JOYCE: ZNOKAUTUJĘ DUBOIS, ON NIE WALCZYŁ Z KIMŚ TAKIM JAK JA
Za cztery tygodnie dojdzie do starcia dwóch gorących prospektów wagi ciężkiej. Starszy o dwanaście lat Joe Joyce (10-0, 9 KO) jest przekonany, że utrze nosa Danielowi Dubois (14-0, 13 KO).
- Jedno jest pewne, lepszy z naszej dwójki będzie zasługiwał na walkę o mistrzostwo świata wagi ciężkiej - mówi wicemistrz olimpijski z Rio (2016).
- Obaj wierzymy w to, że możemy znokautować tego drugiego. Różnica pomiędzy nami jest taka, że on tylko wierzy, iż może to zrobić, a ja wiem, że to zrobię. Nie oznacza to jednak, że nie mam respektu dla jego siły i zrobię wszystko co możliwe, aby jak najlepiej się przygotować do tego pojedynku. To wielki puncher i wschodząca gwiazda wagi ciężkiej, ale to ja znokautuję jego. Decydujące w tej walce będzie moje doświadczenia i to ono przeważy szalę zwycięstwa na moją korzyść - kontynuował Joyce.

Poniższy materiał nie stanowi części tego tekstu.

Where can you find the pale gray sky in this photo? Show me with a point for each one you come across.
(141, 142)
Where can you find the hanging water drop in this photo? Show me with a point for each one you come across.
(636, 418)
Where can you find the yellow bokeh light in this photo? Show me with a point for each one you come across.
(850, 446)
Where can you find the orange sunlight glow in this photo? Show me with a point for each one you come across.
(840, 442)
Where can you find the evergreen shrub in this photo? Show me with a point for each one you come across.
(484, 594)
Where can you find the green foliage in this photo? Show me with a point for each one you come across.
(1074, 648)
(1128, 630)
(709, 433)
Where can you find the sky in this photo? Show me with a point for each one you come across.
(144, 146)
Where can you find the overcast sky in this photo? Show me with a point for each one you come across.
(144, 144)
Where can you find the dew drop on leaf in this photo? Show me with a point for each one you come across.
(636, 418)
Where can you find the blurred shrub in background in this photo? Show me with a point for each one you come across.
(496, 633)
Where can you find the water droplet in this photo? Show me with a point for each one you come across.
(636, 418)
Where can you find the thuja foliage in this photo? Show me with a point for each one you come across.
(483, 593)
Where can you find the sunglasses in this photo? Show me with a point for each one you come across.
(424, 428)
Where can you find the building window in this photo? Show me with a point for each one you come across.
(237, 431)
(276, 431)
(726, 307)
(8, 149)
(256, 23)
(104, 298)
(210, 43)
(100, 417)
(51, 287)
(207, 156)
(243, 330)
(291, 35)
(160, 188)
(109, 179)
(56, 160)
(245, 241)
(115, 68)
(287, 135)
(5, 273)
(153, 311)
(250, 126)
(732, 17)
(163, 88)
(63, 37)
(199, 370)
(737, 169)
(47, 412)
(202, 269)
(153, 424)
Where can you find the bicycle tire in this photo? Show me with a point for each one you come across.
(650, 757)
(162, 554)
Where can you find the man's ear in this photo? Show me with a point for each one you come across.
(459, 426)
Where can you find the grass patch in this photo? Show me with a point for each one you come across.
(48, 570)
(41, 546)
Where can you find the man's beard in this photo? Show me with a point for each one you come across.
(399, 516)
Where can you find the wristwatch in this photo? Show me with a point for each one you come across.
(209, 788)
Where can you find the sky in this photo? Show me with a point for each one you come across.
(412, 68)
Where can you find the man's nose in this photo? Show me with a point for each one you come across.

- Dubois dotąd nie spotkał się z nikim mojego kalibru i nie miał do czynienia z zawodnikiem takiej klasy. Jestem przekonany o swojej wygranej przed czasem. A potem z wielką przyjemnością wyjdę do starcia z Tysonem Furym. To byłby idealny scenariusz - dodał Anglik.
TYSON FURY STAWIA NA ZWYCIĘSTWO DUBOIS W WALCE Z JOYCE'EM >>>
W stawce zaplanowanej na 11 kwietnia walki w Londynie będzie wakujący tytuł mistrza Europy wagi ciężkiej.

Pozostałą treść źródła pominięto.